But What If We're Wrong? Thinking About the Present As If It Were the Past
- Hardcover edition
- Author: Chuck Klosterman
- Language: English
- Subject: Culture, social science, epistemology
- Genre: Non-fiction
- Publisher: Penguin Press, Blue Rider Press imprint
- Publication date: June 7, 2016
- Publication place: United States
- Media type: Print, e-book, audiobook
- Pages: 288 pp
- ISBN: 978-0-399-18412-3

= But What If We're Wrong? =

Book by Chuck Klosterman

But What If We're Wrong? Thinking About the Present As If It Were the Past is a 2016 non-fiction book by American author and essayist Chuck Klosterman.

==Content and concepts==
The premise of the book is that most of what we believe is likely to be wrong, but to avoid delusions in our perceptions, Klosterman advises us to "think about the present as if it were the distant past."

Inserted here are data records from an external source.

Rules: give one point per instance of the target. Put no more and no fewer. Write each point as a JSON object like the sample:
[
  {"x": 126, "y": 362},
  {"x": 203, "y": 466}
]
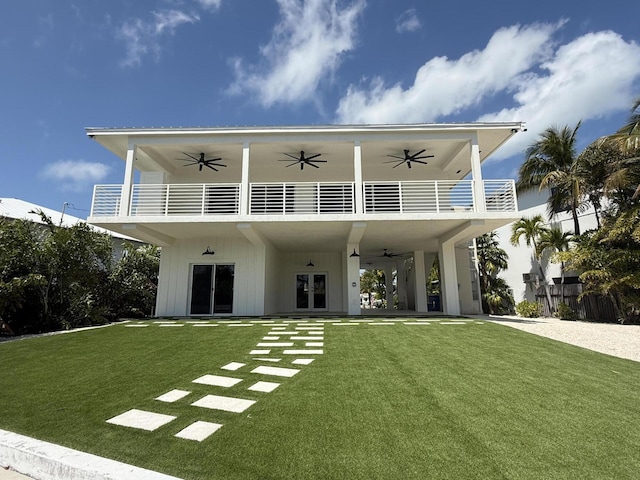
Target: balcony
[{"x": 303, "y": 198}]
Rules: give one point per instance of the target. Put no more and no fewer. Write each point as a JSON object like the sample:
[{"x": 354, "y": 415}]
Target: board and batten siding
[{"x": 175, "y": 274}]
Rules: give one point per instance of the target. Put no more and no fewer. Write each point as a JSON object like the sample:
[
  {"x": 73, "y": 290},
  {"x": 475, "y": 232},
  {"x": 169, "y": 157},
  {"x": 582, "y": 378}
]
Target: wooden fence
[{"x": 590, "y": 307}]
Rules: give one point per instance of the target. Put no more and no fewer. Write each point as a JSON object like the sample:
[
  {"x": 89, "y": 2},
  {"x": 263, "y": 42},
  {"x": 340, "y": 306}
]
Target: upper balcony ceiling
[{"x": 168, "y": 150}]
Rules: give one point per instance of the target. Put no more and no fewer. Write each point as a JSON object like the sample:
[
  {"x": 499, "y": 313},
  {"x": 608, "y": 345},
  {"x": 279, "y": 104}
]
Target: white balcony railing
[
  {"x": 433, "y": 196},
  {"x": 301, "y": 198}
]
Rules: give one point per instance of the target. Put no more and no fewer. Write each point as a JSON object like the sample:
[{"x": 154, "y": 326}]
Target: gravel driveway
[{"x": 613, "y": 339}]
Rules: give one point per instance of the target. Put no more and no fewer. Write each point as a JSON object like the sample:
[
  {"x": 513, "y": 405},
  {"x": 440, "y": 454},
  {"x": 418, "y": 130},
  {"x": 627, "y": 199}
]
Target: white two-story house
[{"x": 267, "y": 220}]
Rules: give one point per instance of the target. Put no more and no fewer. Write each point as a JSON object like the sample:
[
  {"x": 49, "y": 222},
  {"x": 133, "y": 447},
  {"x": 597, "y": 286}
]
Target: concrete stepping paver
[
  {"x": 173, "y": 396},
  {"x": 227, "y": 404},
  {"x": 141, "y": 419},
  {"x": 275, "y": 371},
  {"x": 264, "y": 387},
  {"x": 198, "y": 431},
  {"x": 302, "y": 361},
  {"x": 303, "y": 352},
  {"x": 217, "y": 381},
  {"x": 233, "y": 366}
]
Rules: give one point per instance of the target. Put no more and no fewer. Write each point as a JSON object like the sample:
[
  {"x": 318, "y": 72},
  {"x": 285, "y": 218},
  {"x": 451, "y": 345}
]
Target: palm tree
[
  {"x": 556, "y": 240},
  {"x": 551, "y": 163},
  {"x": 491, "y": 260},
  {"x": 531, "y": 229}
]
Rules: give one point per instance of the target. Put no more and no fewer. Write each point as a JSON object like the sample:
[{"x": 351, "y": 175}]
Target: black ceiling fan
[
  {"x": 408, "y": 158},
  {"x": 201, "y": 162},
  {"x": 302, "y": 160}
]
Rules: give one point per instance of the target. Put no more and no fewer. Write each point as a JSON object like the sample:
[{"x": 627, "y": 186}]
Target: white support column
[
  {"x": 449, "y": 279},
  {"x": 125, "y": 197},
  {"x": 476, "y": 176},
  {"x": 388, "y": 284},
  {"x": 357, "y": 176},
  {"x": 244, "y": 186},
  {"x": 353, "y": 280},
  {"x": 421, "y": 281}
]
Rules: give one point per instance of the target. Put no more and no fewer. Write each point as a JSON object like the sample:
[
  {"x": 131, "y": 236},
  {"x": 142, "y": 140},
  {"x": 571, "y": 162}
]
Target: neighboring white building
[
  {"x": 264, "y": 220},
  {"x": 522, "y": 271},
  {"x": 15, "y": 208}
]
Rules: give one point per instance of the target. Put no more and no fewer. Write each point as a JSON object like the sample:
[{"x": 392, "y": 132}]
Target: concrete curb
[{"x": 47, "y": 461}]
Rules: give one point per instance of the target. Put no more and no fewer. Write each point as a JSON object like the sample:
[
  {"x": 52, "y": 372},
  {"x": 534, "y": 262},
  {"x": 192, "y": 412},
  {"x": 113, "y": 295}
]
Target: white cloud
[
  {"x": 143, "y": 37},
  {"x": 408, "y": 21},
  {"x": 75, "y": 174},
  {"x": 306, "y": 48},
  {"x": 210, "y": 4},
  {"x": 444, "y": 87},
  {"x": 590, "y": 77}
]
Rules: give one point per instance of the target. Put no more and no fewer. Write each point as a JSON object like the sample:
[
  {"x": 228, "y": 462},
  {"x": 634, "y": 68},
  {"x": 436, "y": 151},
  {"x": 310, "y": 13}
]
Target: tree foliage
[
  {"x": 496, "y": 295},
  {"x": 59, "y": 278}
]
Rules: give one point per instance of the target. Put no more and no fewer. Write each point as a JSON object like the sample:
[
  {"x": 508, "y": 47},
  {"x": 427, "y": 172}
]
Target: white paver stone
[
  {"x": 199, "y": 431},
  {"x": 173, "y": 396},
  {"x": 227, "y": 404},
  {"x": 264, "y": 387},
  {"x": 302, "y": 361},
  {"x": 141, "y": 419},
  {"x": 275, "y": 371},
  {"x": 233, "y": 366},
  {"x": 217, "y": 381},
  {"x": 303, "y": 352}
]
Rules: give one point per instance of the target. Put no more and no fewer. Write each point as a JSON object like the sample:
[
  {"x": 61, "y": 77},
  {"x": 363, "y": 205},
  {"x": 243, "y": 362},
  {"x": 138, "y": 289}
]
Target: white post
[
  {"x": 353, "y": 280},
  {"x": 125, "y": 198},
  {"x": 476, "y": 175},
  {"x": 449, "y": 279},
  {"x": 357, "y": 176},
  {"x": 244, "y": 186},
  {"x": 421, "y": 281}
]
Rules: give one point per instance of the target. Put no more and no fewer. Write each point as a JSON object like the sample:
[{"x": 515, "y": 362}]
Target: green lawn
[{"x": 473, "y": 401}]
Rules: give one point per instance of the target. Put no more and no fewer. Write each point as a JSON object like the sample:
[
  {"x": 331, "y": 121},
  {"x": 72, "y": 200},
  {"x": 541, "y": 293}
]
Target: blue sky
[{"x": 67, "y": 65}]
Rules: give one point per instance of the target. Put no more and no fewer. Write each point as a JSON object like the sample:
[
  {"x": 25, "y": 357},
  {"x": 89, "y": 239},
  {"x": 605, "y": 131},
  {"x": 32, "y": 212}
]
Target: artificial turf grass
[{"x": 437, "y": 401}]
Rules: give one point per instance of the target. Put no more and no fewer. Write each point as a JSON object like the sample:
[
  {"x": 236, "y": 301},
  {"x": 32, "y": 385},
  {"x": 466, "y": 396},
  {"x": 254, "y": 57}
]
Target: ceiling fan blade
[{"x": 190, "y": 156}]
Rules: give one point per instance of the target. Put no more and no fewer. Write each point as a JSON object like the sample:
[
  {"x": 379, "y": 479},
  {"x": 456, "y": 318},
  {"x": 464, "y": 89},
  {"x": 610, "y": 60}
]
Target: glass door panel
[
  {"x": 223, "y": 291},
  {"x": 302, "y": 291},
  {"x": 319, "y": 291},
  {"x": 201, "y": 289}
]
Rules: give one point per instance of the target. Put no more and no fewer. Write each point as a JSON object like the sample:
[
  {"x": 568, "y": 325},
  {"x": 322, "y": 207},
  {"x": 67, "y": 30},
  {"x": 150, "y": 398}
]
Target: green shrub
[
  {"x": 565, "y": 312},
  {"x": 528, "y": 309}
]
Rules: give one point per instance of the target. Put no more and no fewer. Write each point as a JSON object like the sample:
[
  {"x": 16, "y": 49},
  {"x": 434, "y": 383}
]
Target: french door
[
  {"x": 311, "y": 291},
  {"x": 211, "y": 289}
]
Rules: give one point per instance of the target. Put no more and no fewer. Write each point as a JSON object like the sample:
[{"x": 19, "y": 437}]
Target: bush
[
  {"x": 528, "y": 309},
  {"x": 565, "y": 312}
]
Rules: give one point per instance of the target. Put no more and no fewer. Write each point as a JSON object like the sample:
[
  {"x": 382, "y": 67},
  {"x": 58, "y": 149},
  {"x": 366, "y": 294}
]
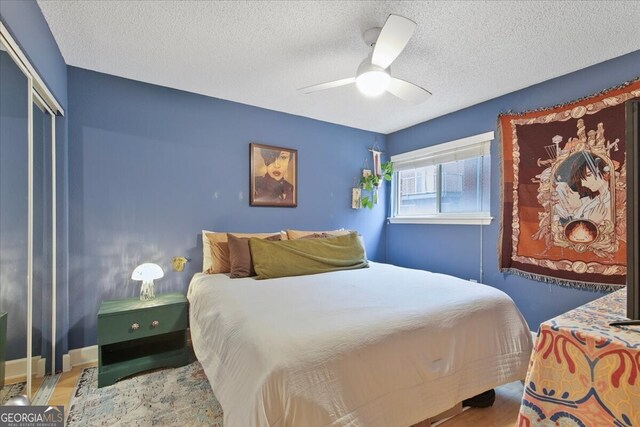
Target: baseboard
[
  {"x": 16, "y": 370},
  {"x": 79, "y": 356}
]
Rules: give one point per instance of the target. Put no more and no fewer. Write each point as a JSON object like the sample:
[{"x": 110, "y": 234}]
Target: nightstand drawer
[{"x": 141, "y": 323}]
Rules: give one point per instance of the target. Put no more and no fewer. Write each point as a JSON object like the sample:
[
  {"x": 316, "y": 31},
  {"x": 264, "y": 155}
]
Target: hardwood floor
[{"x": 503, "y": 413}]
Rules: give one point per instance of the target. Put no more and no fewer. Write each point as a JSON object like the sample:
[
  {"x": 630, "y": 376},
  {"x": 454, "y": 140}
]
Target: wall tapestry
[
  {"x": 273, "y": 176},
  {"x": 564, "y": 192}
]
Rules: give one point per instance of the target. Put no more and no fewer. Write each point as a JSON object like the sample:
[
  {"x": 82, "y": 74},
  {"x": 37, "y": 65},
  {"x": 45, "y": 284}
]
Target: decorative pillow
[
  {"x": 306, "y": 256},
  {"x": 298, "y": 234},
  {"x": 240, "y": 255},
  {"x": 216, "y": 249}
]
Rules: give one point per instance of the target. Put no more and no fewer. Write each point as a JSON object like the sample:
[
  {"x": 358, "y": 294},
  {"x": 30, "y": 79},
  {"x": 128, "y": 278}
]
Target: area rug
[
  {"x": 169, "y": 397},
  {"x": 564, "y": 191},
  {"x": 11, "y": 390}
]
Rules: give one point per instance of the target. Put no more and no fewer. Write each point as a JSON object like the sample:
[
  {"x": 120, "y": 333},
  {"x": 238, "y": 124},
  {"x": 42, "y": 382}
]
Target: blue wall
[
  {"x": 26, "y": 23},
  {"x": 150, "y": 167},
  {"x": 455, "y": 249}
]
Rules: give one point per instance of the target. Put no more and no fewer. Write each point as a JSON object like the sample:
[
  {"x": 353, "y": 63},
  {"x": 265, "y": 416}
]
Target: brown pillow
[
  {"x": 219, "y": 249},
  {"x": 240, "y": 264}
]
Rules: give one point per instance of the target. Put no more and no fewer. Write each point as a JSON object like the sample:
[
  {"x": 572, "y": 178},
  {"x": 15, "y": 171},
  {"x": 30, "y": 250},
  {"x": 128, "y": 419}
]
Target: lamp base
[{"x": 147, "y": 292}]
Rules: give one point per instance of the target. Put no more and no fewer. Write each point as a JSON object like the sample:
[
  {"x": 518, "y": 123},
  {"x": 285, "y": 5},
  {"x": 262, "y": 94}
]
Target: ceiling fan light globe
[{"x": 373, "y": 83}]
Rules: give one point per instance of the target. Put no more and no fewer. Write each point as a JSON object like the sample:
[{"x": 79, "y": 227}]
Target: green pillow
[{"x": 306, "y": 256}]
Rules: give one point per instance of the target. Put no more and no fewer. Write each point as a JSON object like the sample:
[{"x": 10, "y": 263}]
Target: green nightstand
[{"x": 135, "y": 335}]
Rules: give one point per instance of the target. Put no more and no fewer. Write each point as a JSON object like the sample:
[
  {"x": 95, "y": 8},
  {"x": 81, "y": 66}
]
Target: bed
[{"x": 378, "y": 346}]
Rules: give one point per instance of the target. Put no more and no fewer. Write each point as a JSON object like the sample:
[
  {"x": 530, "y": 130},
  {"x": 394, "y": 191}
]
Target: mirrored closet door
[{"x": 27, "y": 224}]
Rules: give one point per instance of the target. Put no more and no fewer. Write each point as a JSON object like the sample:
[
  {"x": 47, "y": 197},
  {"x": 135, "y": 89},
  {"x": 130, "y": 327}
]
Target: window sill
[{"x": 443, "y": 219}]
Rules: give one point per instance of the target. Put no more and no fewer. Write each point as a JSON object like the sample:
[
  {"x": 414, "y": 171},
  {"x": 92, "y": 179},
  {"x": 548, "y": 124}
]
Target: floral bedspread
[{"x": 584, "y": 372}]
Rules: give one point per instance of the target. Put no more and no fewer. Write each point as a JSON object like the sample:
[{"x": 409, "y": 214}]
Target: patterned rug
[
  {"x": 180, "y": 397},
  {"x": 11, "y": 390}
]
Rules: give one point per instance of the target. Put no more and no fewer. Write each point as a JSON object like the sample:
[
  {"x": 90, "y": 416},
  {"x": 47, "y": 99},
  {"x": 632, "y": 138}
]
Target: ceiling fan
[{"x": 373, "y": 76}]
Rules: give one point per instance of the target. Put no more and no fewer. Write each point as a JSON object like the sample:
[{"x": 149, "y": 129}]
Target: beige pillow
[
  {"x": 298, "y": 234},
  {"x": 218, "y": 248}
]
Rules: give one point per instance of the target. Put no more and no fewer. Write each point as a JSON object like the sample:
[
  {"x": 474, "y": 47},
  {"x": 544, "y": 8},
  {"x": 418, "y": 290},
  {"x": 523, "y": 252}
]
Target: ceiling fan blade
[
  {"x": 408, "y": 91},
  {"x": 394, "y": 36},
  {"x": 327, "y": 85}
]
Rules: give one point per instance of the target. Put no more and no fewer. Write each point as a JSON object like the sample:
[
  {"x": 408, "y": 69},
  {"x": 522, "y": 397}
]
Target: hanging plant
[{"x": 370, "y": 183}]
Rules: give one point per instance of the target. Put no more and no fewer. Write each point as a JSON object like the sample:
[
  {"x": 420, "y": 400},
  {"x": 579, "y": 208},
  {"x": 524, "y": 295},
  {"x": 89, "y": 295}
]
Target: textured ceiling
[{"x": 260, "y": 52}]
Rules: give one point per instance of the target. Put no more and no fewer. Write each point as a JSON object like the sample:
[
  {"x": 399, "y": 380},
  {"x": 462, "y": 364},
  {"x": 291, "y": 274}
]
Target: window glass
[{"x": 417, "y": 191}]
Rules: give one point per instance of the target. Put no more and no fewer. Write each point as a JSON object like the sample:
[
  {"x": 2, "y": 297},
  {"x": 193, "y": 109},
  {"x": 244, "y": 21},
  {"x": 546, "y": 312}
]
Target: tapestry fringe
[
  {"x": 564, "y": 104},
  {"x": 600, "y": 287}
]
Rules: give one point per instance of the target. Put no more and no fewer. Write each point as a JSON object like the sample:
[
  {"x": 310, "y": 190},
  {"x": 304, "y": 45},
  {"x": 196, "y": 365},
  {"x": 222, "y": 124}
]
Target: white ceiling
[{"x": 260, "y": 52}]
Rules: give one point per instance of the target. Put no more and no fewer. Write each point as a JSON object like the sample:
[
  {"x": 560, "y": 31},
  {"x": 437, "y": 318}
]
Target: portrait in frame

Klosterman examines such phenomena as the history of scientific theories, our perception of historical literary geniuses and our interests in entertainment and professional sports, as background examples to challenge the reader's confidence in their contemporary perceptions, and to try to detect how those perceptions might be mistaken. In a series of what have been called thought experiments, various topics (literary greats, multiverses, time, dreams, democracy, television shows, sports) are analyzed under "Klosterman's Razor": the concept that "the best hypothesis is the one that reflexively accepts its potential wrongness to begin with."

==Reception==
But What If We're Wrong? reached The New York Times Best Seller list in the Culture category.

Jim Holt wrote in The New York Times that while he was "never bored" and Klosterman's goals were admirable, the book left him "exasperated," Holt asserting the book lacked rigor and treated profound questions with glibness: "My hackles raised, I argued inwardly with the author on every page."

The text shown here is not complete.